Cinéma : l’exception française menacée

par Ange-Dominique Bouzet

La Lettre AFC n°129

Au ministère de la Culture, Jean-Jacques Aillagon a d’ailleurs marqué le coup, déclarant qu’il " fallait tout faire pour préserver les industries techniques françaises contre la délocalisation des tournages ". David Kessler réunira donc les organisations professionnelles du cinéma pour préparer la réunion de concertation que ces syndicats auront avec les services de la Commission européenne le 19 janvier.
Le régime actuel des aides cinématographiques repose sur une " communication " élaborée en 2001 par Viviane Reding (commissaire à la Culture) et Mario Monti (commissaire à la Concurrence), arrivant à échéance le 4 juin.

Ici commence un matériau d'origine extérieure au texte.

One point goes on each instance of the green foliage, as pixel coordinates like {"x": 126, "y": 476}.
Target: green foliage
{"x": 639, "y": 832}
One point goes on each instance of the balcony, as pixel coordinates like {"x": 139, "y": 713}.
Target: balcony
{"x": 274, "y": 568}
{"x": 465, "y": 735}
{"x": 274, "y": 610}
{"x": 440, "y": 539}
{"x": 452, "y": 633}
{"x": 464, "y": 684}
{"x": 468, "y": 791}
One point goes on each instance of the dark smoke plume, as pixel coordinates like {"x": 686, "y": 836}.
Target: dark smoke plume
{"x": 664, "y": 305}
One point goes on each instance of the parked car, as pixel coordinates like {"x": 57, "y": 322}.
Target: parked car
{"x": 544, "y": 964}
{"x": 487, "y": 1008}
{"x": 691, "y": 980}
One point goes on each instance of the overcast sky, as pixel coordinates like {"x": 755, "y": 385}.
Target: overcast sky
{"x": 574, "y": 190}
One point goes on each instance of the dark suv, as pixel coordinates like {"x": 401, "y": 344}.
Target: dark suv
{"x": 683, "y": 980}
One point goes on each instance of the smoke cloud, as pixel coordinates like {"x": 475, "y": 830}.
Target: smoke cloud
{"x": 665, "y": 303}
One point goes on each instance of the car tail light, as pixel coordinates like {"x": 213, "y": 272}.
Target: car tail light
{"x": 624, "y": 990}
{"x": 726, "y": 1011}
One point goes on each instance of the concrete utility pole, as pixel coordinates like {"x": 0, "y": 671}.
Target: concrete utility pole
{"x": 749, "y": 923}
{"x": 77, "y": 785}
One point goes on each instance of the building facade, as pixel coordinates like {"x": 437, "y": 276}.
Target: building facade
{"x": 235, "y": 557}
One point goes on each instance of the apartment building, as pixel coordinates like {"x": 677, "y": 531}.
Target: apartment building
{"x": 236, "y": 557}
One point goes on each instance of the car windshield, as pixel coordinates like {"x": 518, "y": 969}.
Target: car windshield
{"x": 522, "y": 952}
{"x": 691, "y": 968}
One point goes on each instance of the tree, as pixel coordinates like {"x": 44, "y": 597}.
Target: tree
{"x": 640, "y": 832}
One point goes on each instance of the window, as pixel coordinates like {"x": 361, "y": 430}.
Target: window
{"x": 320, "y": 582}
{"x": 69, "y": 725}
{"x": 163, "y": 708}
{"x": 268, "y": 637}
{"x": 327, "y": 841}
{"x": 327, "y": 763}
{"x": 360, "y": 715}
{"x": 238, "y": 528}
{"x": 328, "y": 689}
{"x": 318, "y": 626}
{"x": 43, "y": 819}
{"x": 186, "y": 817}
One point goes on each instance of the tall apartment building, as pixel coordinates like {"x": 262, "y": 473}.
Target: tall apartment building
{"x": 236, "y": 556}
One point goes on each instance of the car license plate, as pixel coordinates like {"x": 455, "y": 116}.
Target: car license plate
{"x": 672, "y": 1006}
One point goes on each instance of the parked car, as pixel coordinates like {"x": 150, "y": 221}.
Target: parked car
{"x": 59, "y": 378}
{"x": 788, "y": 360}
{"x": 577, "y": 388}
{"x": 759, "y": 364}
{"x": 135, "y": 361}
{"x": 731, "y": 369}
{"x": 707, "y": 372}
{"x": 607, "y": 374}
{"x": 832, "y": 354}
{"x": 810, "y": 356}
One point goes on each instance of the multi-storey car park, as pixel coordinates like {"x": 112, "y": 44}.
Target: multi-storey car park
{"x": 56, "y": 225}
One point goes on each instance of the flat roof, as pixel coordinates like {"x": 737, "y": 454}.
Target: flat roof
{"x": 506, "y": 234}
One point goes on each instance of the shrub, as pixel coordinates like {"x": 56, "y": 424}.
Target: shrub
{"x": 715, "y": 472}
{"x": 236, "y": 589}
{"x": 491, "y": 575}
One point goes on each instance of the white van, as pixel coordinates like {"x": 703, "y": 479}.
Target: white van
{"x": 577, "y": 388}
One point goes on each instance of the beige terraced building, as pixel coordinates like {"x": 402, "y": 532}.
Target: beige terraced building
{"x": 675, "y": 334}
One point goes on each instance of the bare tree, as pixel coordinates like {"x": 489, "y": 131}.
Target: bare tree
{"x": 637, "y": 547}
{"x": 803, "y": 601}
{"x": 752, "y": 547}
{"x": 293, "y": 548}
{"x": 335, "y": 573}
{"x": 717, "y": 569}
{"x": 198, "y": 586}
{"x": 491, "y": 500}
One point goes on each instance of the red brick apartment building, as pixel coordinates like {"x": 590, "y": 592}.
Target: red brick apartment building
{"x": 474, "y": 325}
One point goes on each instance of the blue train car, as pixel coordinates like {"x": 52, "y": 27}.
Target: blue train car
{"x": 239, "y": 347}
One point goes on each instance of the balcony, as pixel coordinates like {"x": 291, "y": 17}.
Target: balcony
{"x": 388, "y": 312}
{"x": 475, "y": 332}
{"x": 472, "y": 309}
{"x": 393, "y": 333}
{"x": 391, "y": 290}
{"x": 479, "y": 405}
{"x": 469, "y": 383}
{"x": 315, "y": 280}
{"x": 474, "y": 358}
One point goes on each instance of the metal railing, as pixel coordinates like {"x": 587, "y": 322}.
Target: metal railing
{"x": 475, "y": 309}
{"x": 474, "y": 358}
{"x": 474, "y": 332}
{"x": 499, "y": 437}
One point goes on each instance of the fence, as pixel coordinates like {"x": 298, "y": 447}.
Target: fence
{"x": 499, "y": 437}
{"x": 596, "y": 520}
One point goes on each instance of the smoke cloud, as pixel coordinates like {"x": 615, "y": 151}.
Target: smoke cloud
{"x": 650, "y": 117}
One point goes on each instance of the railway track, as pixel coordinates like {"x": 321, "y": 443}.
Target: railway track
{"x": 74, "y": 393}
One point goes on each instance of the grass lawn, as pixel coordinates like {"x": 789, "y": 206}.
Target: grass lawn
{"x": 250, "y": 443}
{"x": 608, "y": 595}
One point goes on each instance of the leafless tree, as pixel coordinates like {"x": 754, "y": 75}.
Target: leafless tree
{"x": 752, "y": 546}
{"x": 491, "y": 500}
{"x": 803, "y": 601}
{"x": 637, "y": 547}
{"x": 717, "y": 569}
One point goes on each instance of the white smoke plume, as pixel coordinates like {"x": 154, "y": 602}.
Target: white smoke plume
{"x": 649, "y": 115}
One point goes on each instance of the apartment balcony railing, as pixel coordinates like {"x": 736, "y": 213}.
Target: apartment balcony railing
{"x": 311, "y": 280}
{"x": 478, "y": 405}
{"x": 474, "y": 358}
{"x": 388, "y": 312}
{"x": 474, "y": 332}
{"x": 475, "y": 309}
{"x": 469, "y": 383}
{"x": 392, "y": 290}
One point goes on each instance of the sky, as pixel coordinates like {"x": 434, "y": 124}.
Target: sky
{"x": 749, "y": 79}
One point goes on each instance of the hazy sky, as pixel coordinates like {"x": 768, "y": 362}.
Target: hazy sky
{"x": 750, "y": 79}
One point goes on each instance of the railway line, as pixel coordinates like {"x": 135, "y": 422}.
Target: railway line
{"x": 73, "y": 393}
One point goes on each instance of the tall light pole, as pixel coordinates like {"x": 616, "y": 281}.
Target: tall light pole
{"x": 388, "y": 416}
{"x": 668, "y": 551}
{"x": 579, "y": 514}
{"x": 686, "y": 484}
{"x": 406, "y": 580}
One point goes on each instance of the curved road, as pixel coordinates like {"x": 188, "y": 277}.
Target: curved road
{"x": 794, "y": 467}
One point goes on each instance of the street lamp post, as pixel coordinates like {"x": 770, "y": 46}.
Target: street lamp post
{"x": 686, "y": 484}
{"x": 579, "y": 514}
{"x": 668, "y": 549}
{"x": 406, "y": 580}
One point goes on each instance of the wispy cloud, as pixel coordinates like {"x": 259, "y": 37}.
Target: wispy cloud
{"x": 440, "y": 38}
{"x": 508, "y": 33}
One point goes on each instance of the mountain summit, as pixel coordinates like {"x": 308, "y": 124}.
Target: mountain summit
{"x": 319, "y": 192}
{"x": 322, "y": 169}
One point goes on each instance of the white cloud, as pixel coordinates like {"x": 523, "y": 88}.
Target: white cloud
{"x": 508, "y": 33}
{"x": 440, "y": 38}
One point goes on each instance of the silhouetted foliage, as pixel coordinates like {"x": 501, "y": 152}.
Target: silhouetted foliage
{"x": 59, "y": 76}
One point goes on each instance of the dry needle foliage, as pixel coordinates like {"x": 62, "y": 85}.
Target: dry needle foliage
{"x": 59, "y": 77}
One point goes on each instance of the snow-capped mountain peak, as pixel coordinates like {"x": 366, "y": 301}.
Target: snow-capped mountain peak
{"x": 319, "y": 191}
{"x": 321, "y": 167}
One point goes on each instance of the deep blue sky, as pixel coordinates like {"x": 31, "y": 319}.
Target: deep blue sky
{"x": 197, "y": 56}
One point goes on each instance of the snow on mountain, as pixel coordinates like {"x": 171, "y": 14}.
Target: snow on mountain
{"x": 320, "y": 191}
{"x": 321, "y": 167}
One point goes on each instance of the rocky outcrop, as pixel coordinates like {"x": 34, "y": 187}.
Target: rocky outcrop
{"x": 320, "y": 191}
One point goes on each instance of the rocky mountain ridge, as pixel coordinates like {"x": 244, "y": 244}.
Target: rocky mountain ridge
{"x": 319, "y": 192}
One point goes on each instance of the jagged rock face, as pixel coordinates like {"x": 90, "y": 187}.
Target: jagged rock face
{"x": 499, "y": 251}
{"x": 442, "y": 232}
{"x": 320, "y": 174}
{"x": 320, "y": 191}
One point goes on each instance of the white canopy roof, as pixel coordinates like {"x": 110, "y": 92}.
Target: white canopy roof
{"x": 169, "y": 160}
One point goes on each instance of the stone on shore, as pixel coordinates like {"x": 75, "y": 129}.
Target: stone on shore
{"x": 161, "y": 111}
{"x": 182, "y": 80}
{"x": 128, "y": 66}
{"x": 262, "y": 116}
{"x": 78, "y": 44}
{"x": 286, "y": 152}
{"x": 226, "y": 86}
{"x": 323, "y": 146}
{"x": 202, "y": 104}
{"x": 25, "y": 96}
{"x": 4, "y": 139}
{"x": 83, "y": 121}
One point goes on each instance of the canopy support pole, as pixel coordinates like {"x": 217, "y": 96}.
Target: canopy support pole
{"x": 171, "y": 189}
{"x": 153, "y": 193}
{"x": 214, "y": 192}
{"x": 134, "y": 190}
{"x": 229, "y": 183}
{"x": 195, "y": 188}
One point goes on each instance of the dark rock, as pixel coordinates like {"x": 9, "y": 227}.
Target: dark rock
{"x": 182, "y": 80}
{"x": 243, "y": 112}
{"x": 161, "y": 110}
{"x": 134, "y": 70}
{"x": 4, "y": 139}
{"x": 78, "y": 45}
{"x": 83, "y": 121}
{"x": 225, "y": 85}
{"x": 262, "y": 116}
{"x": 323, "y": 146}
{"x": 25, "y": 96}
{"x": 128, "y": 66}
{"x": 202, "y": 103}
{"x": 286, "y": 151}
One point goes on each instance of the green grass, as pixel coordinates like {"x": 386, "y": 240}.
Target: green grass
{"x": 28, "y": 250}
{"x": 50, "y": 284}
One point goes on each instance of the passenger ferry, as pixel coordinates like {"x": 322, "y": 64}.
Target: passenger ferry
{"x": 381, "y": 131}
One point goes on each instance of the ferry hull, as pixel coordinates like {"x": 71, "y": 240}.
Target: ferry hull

A strictement parler, les aides nationales au cinéma, en tant que système protectionniste, sont contraires au traité de Maastricht. Celui-ci prévoit cependant des dérogations pour les interventions " destinées à promouvoir la culture et la conservation du patrimoine " tant qu’elles n’altèrent pas trop le libre-échange. La " communication " de 2001 a précisé ces conditions dérogatoires et avalise notamment une certaine " territorialisation " des aides : les Etats peuvent subordonner l’octroi de leurs subventions au fait qu’un film accomplisse au moins 80 % de ses dépenses de production sur leur territoire. La France espérait un moratoire reconduisant ce cadre jusqu’en 2007. Mais le document préparé par Bruxelles vise au contraire à limiter la territorialisation, accusée de " fragmenter le marché communautaire ", pour " dynamiser le cinéma européen ".

Trois options sont proposées. La première alignerait le taux de " territorialisation " sur le taux de l’aide, elle-même plafonnée à un maximum de 50 % du budget d’un film (un film bénéficiant d’une subvention de 20 % ne saurait alors être obligé d’effectuer plus de 20 % de ses dépenses dans l’Etat " subventionneur "). La seconde (assez irréaliste) suggère un décompte des éléments artistiques et culturels des dépenses. La troisième, enfin : supprimer toute " territorialisation " en échange d’un abandon du plafonnement des aides.